Exonérations de cotisations sur les bas salaires : quels impacts ?

Publié le par angeline351

Exonérations de cotisations sur les bas salaires : quels impacts ?

Le Comité de suivi et d’évaluation des aides publiques aux entreprises et des engagements (Cosape) pointe l’absence d’études concernant leur effet sur l’emploi et l’activité économique.

Le premier rapport du Comité de suivi et d’évaluation des aides publiques aux entreprises et des engagements (Cosape), consacré aux exonérations générales de cotisations patronales sur les bas salaires, pose plus de questions qu’il ne donne de réponses.

On ne dispose à ce jour d’aucune évaluation des effets sur l’emploi de cette politique sur l’ensemble des vingt-cinq dernières années, souligne le comité de suivi dans le document rendu public le 7 juillet. On sait peu de choses sur la nature des emplois créés ou sauvegardés et sur leur ventilation par secteur d’activité ou taille d’entreprise.

La politique d’exonération de cotisations sur les bas salaires n’a cessé de prendre de l’ampleur depuis vingt-cinq ans. Elle représente aujourd’hui un coût direct de l’ordre de 25 milliards d’euros pour les finances publiques.

Selon les évaluations, la première vague d’allégements de cotisations patronales, dits « allégements Juppé », de 1993 à 1997, aurait permis de créer ou de sauvegarder entre 120 000 et 490 000 emplois, pour un coût brut de 6,4 milliards d’euros en 1998. Face à ces variations importantes dans les évaluations, le Conseil d’orientation pour l’emploi (COE) a été amené à estimer que 300 000 emplois avaient été sauvegardés ou sauvés, un chiffre partagé par la plupart des économistes.

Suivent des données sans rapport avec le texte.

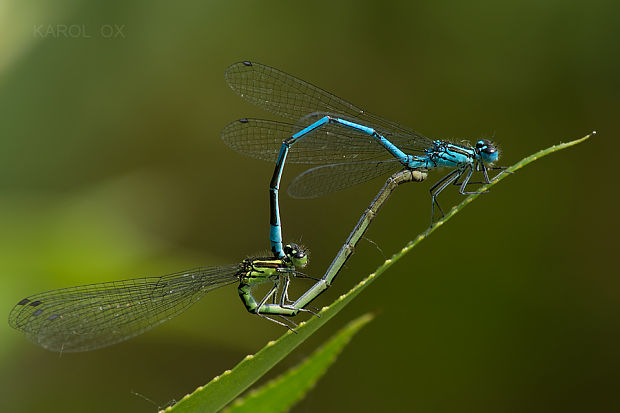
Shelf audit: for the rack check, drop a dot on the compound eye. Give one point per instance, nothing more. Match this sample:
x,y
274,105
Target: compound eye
x,y
294,251
486,146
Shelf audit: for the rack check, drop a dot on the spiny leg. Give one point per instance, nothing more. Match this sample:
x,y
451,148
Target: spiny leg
x,y
440,186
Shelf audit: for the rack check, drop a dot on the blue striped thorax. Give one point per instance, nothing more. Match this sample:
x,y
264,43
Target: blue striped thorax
x,y
487,151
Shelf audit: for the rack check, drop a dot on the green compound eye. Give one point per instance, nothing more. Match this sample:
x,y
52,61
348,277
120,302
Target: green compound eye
x,y
296,254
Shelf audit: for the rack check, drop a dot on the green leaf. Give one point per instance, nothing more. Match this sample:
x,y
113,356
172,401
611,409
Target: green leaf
x,y
223,389
282,393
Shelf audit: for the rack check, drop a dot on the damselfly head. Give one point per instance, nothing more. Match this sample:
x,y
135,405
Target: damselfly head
x,y
487,150
297,255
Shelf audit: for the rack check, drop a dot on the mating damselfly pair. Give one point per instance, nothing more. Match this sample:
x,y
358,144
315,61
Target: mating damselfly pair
x,y
348,146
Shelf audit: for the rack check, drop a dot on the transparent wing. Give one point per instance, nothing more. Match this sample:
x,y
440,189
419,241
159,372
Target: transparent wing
x,y
93,316
326,179
262,139
292,98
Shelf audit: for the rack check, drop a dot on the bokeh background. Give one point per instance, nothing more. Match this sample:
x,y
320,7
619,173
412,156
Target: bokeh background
x,y
111,166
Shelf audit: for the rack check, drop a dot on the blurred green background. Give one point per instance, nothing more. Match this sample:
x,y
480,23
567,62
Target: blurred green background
x,y
111,166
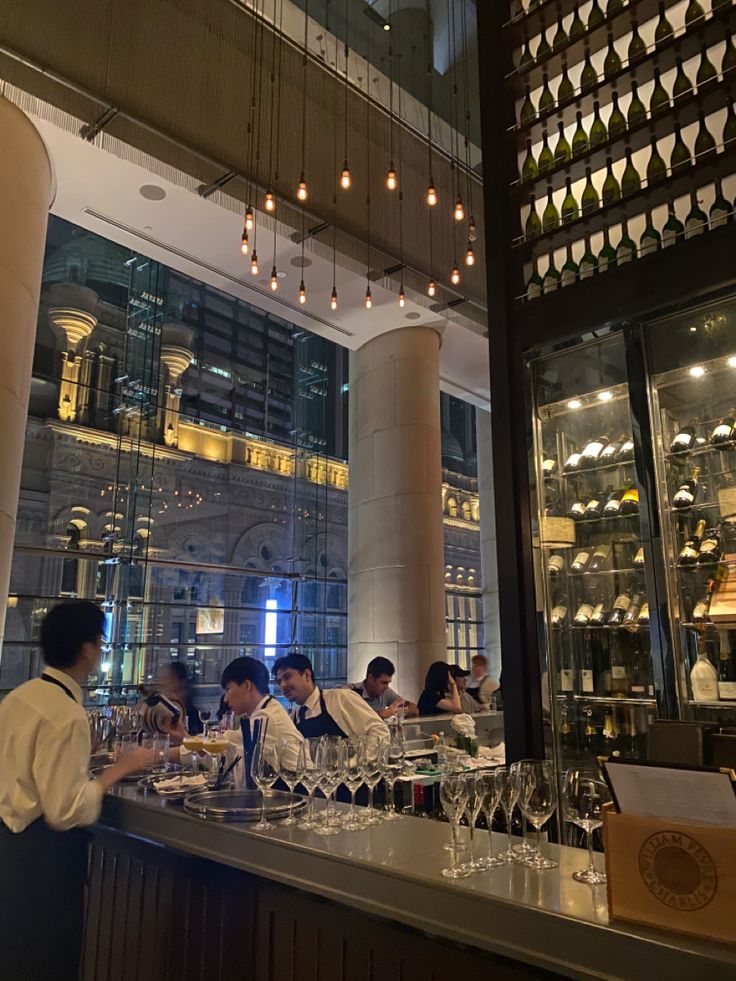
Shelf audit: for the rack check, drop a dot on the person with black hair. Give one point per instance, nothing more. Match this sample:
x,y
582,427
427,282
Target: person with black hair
x,y
328,712
47,797
245,684
375,690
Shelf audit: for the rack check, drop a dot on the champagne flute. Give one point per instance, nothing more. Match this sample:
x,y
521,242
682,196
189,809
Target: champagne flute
x,y
583,797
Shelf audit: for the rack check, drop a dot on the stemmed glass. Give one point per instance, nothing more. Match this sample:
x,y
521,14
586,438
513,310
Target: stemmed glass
x,y
454,797
538,800
583,797
293,763
265,774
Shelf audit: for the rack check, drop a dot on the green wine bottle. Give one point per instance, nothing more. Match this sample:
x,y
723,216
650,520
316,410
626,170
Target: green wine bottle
x,y
546,99
656,168
651,240
598,132
589,262
705,145
565,90
533,226
707,75
697,221
611,187
552,277
563,152
680,159
612,62
630,180
607,255
617,120
683,85
529,169
637,47
534,283
721,212
550,215
569,272
527,113
546,159
663,31
637,113
659,100
589,202
626,250
580,143
673,230
570,211
588,76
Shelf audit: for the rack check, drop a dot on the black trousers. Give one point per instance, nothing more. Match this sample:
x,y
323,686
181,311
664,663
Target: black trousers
x,y
42,880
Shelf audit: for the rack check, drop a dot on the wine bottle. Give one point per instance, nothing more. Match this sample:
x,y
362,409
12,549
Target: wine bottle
x,y
651,240
636,113
529,169
563,153
598,133
696,222
533,226
703,677
630,180
550,215
552,277
659,100
611,187
684,438
680,158
607,255
720,211
589,261
688,491
617,120
569,272
688,555
590,201
663,31
546,160
656,168
580,142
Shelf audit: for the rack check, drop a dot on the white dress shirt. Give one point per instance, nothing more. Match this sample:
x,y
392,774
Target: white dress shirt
x,y
44,757
349,710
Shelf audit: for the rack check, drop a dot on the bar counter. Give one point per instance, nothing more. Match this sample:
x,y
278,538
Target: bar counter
x,y
367,904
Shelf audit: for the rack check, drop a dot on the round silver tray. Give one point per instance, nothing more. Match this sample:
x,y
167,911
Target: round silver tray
x,y
241,805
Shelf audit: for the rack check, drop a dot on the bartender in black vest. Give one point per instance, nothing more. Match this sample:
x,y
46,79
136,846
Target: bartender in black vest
x,y
46,797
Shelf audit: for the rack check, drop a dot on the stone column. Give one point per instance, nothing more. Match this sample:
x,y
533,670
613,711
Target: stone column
x,y
396,597
489,567
25,196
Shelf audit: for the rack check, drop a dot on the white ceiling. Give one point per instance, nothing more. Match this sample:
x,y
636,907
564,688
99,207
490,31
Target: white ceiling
x,y
101,192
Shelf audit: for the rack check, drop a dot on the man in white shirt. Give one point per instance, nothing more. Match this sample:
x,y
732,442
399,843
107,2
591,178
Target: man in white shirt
x,y
245,681
46,797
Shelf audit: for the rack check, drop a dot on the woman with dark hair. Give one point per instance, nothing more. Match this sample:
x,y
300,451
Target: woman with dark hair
x,y
440,691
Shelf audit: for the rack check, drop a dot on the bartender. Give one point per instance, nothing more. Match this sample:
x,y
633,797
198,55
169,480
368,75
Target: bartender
x,y
245,684
330,712
47,796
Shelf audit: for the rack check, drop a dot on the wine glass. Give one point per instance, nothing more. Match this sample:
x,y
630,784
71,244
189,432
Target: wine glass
x,y
292,764
454,797
583,797
265,773
538,800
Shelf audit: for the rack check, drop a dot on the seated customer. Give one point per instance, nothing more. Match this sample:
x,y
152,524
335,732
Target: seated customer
x,y
375,690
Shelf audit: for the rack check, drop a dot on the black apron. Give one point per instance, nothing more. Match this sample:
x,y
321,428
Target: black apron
x,y
44,873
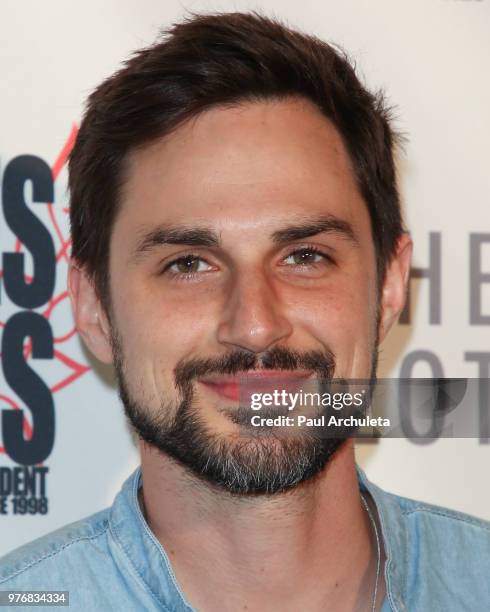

Des effets sur l’emploi difficiles à évaluer

Quant aux deuxième et troisième vagues d’allégements (1998-2002 puis 2003-2005), elles s’avèrent plus difficiles à évaluer en raison de la mise en œuvre des 35 heures et de la garantie mensuelle de rémunération (GMR), qui a permis aux salariés payés au Smic le maintien du niveau de leur rémunération lors du passage aux 35 heures.

Les « allégements Aubry », de 1998 à 2002, auraient permis de créer ou sauvegarder 350 000 emplois. Mais il reste ardu de distinguer l’effet de la baisse de la durée légale du travail de celui des allégements de cotisations patronales.

Quant à la troisième vague des allégements, dits « Fillon », elle aurait eu des effets quasi nuls sur l’emploi.

À la suite de ces constats, le Cosape appelle à la réalisation de travaux complémentaires. Il s’agit notamment d’évaluer les effets de long terme (de 1993 à aujourd’hui) de la politique d’exonérations de cotisations sociales sur l’emploi, les salaires et l’activité économique.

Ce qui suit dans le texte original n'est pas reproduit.